Meteoroid that entered the Earth's atmosphere was likely no bigger than a basketball

A Perseid meteor flashes across the constellation Andromeda on Aug. 12, 1997. Experts confirm a meteor was the cause of a loud boom heard on Tuesday night. (, Rick Scott and Joe Orman/Associated Press)

 It's now confirmed: the loud boom and flash of light many people spotted Tuesday evening from Montreal as far west as Ottawa was a meteor entering the earth's atmosphere.

Researchers at the University of Western Ontario said the rock from space passed over Montreal at around 8 p.m. from north to south.

They were able to confirm the phenomenon by sounds from shock waves picked up by acoustic ground sensors around Montreal and upper New York state.

NASA's Meteor Environment Office had been searching for footage of a meteor captured by its cameras, but cameras were obscured by thick clouds.

Geologist Richard Herd, a retired curator of the National Meteorite Collection for the federal government, said all indications suggested it was a meteoroid. That's a rock from space that passes through the Earth's atmosphere.

"It came in very rapidly...and so that's indicative. There was some ballistic shock from this thing, which is typical even of a small object," Herd said.

Despite the loud noise it generated, researchers say the meteoroid was probably no bigger than a basketball.  

So far, no one has reported finding any fragments of it on the ground. 

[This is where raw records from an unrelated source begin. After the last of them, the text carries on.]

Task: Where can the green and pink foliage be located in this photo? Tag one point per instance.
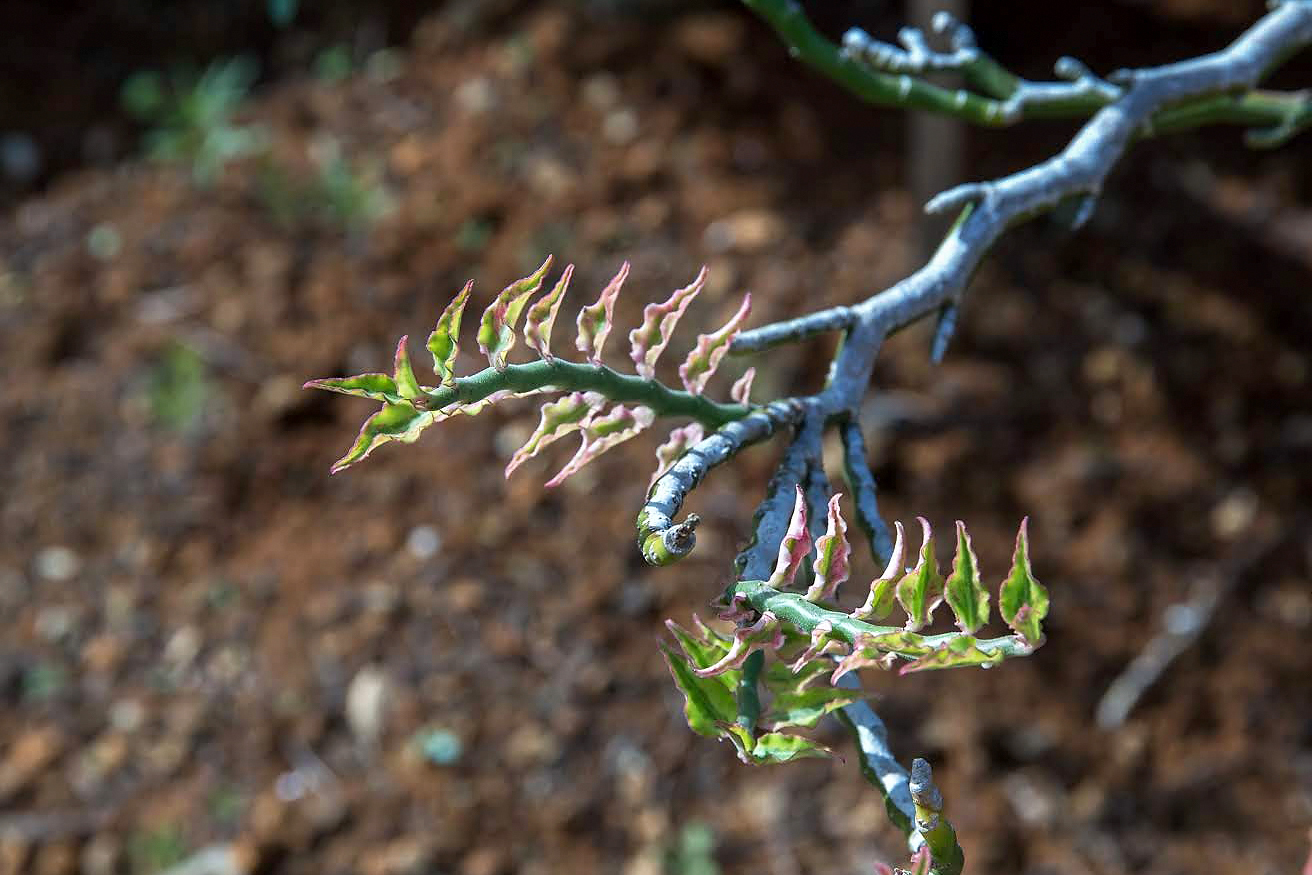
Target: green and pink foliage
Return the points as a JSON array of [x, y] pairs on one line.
[[819, 643], [600, 416]]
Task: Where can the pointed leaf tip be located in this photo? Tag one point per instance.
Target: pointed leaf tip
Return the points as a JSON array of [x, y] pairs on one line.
[[963, 590], [879, 602], [921, 589], [659, 322], [496, 329], [445, 340], [406, 383], [594, 320], [795, 545], [1022, 600], [833, 552], [705, 358], [602, 432], [542, 316]]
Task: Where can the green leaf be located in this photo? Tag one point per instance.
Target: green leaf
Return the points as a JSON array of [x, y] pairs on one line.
[[542, 316], [594, 320], [707, 703], [1021, 600], [605, 430], [402, 421], [560, 417], [659, 322], [804, 707], [957, 652], [404, 375], [964, 592], [445, 340], [794, 546], [378, 387], [701, 364], [831, 564], [496, 329], [879, 602], [922, 588]]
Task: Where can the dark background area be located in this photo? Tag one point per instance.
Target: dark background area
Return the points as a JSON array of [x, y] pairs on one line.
[[214, 652]]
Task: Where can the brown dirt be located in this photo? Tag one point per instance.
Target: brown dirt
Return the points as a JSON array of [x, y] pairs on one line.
[[197, 615]]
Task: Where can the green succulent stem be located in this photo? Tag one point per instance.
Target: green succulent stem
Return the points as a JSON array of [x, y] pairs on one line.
[[748, 694], [795, 610], [574, 377]]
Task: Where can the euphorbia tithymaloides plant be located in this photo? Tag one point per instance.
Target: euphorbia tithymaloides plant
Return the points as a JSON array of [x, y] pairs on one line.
[[785, 596]]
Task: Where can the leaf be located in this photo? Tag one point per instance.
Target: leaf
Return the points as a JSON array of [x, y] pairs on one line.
[[921, 589], [964, 592], [879, 602], [445, 340], [741, 387], [379, 387], [921, 861], [959, 651], [794, 547], [676, 445], [804, 707], [833, 552], [710, 349], [602, 432], [764, 634], [542, 316], [778, 747], [1021, 600], [496, 331], [560, 417], [594, 320], [406, 383], [659, 320], [707, 703], [400, 421]]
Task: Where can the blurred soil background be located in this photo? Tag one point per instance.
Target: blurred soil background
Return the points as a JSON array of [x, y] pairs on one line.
[[215, 655]]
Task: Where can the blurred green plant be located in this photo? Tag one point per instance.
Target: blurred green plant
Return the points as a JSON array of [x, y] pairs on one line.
[[177, 388], [192, 117], [155, 849], [694, 852]]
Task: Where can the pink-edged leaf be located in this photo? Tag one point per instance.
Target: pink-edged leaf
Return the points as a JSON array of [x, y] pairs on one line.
[[404, 375], [833, 552], [378, 387], [962, 650], [559, 417], [542, 316], [741, 388], [963, 590], [921, 589], [794, 547], [821, 643], [676, 445], [1022, 600], [773, 747], [602, 432], [921, 862], [594, 320], [701, 364], [400, 421], [879, 604], [659, 320], [764, 634], [496, 329], [445, 340], [707, 703]]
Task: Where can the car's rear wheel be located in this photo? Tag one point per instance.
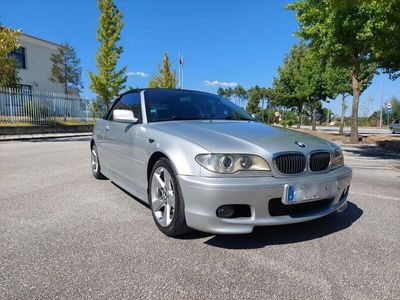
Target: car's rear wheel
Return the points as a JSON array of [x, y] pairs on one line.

Why does a meteor make a sonic boom?

  • After orbiting the sun for billions of years, meteors will sometimes pass close enough to the Earth to enter its atmosphere.
  • The friction from the atmosphere will immediately start to burn the meteor at a temperature of thousands of degrees.
  • As it passes through the atmosphere, the meteor travels faster than the speed of sound, and that's what creates the sonic boom we hear below. 

Source: Robert Rutledge, McGill University physics professor

WATCH: Meteor explained by Chris Hadfield

Loud bang scared residents

Natasha Raynor, who lives in Pincourt on Montreal's West Island, told CBC's Daybreak that she heard the boom Tuesday night while playing outside with her son.

Raynor said the flash came from high in the sky, followed by a boom that was louder than thunder.

"I had just brought my son out in the snow ... I saw a big flash, a blue flash," Raynor said. 

"I thought that it was a transformer that blew and then I heard the boom ... I didn't realize how scary it was until my son jumped into my arms." 

Quebec provincial police said they received several calls about the incident, and had no reports of explosions or fires.